Laurent Ruquier in le JDD du 16 juin.

La polémique autour de la romancière/chroniqueuse de « On n’est pas couché », Christine Angot et de ses propos sur l’esclavage me donne l’occasion de reprendre la plume pour dénoncer (une nouvelle fois) la bien-pensance, version nouvelle mais plus dure de ce que nous appelions, dans un passé récent, le « politiquement correct ». Christine Angot en a fait les frais dans l’émission phare « On n’est pas couché » de Laurent Ruquier pour des propos violemment attaqués sur les réseaux sociaux par ses « confrères », chroniqueurs qui l’ont précédé dans la même émission : Nolleau, Zemmour ou par des stars de la télé comme Audrey Pulvar. Tout cela sent le règlement de compte, la détestation interne liée au système médiatique, les égos froissés et, franchement, cela ne nous concernerait pas si le fond n’avait de l’intérêt.  

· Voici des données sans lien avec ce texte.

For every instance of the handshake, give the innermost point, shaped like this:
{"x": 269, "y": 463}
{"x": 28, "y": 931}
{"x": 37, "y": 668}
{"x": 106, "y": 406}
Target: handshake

Voici les faits rapportés par le Huffingthon Post, ils se sont déroulés dans l’émission du 1er juin 2019, lors d’un dialogue avec Franz-Olivier Giesbert. Christine Angot affirme que les souffrances ne se valent pas et que l’on ne peut pas comparer la souffrance des Juifs pendant la Seconde Guerre mondiale à celle des esclaves noirs. Elle déclare alors :

« Le but avec les Juifs pendant la guerre, ça a bien été de les exterminer, de les tuer, et ça introduit une différence fondamentale, alors qu’on veut confondre avec par exemple l’esclavage et l’esclavage des Noirs envoyés aux États-Unis ou ailleurs, et où c’était exactement le contraire. C’est-à-dire l’idée c’était qu’ils soient en pleine forme [« Qu’ils soient en bonne santé, oui », insiste Franz-Olivier Giesbert], en bonne santé pour pouvoir les vendre et pour qu’ils soient commercialisables. Donc non, ce n’est pas vrai que les traumatismes sont les mêmes, que les souffrances infligées aux peuples sont les mêmes. »

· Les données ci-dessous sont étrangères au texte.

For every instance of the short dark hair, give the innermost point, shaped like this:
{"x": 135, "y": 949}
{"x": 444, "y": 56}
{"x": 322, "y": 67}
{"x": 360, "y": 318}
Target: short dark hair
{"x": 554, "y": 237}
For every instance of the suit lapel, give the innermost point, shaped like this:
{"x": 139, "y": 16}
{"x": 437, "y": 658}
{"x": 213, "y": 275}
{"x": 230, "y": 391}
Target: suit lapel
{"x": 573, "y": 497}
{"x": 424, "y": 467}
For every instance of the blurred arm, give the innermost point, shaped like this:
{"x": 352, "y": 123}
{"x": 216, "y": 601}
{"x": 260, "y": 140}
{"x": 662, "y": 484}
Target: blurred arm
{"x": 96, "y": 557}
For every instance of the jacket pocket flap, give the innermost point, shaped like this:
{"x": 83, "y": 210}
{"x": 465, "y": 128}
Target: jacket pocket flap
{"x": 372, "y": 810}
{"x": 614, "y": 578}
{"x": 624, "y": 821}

Il semble bien que ce soit une précision qui s’impose et que nous soyons là dans une constatation de bon sens. D’ailleurs Franz-Olivier Giesbert, abonde dans ce sens : On le voit hochant la tête pour acquiescer à cette assertion de l’ex-chroniqueuse. Le propos n’est pas d’absoudre les esclavagistes ou de minimiser le monstrueux phénomène de l’esclavage qui a touché tous les continents, le problème est de bien percevoir que tout n’est pas égal et que la pensée moderne doit être en effet « complexe » en matière historique notamment. Ainsi, il ne faut pas confondre camp d’internement, camp de concentration et camp d’extermination, les conditions de vie n’étaient pas les mêmes, l’objet, la fonction, de chacun ces camps non plus. 

Sans doute faut-il voir dans la violence des réactions à l’égard de Christine Angot une manifestation supplémentaire de cet antisémitisme radical qui se manifeste de manière de plus en plus violente (cf. l’agression à l’égard de Finkielkraut) très différente de la tradition antisémite portée depuis la fin du XIXème siècle par l’extrême-droite. Le raisonnement en est simple : les juifs sont des oppresseurs, la politique d’Israël en est la manifestation la plus patente, les pays pauvres sont des victimes. Il faut donc défendre ces derniers, aveuglément, quitte à relativiser un passé pourtant récent, un phénomène unique dans l’histoire de l’humanité par ses motivations et son fonctionnement, la mort industrielle, la Shoah. Le comble étant de lui comparer le sort des animaux d’élevage comme nous l’avons lu ici et là. 

La philosophe Maryline Maeso répond ainsi à Christine Angot : « Génocide et esclavage ont beau être différents, dans les deux cas, il y a une déshumanisation inacceptable, et la souffrance qui en découle est incommensurable. Que l’autre soit traité comme de la vermine ou comme une marchandise, il n’est plus un être humain. Il est nié ». Bien sûr ! Qui dit le contraire ? Trouve-t-on trace de « négationisme » dans les mots de Christine Angot ? Un député veut la poursuivre dans ce cadre ?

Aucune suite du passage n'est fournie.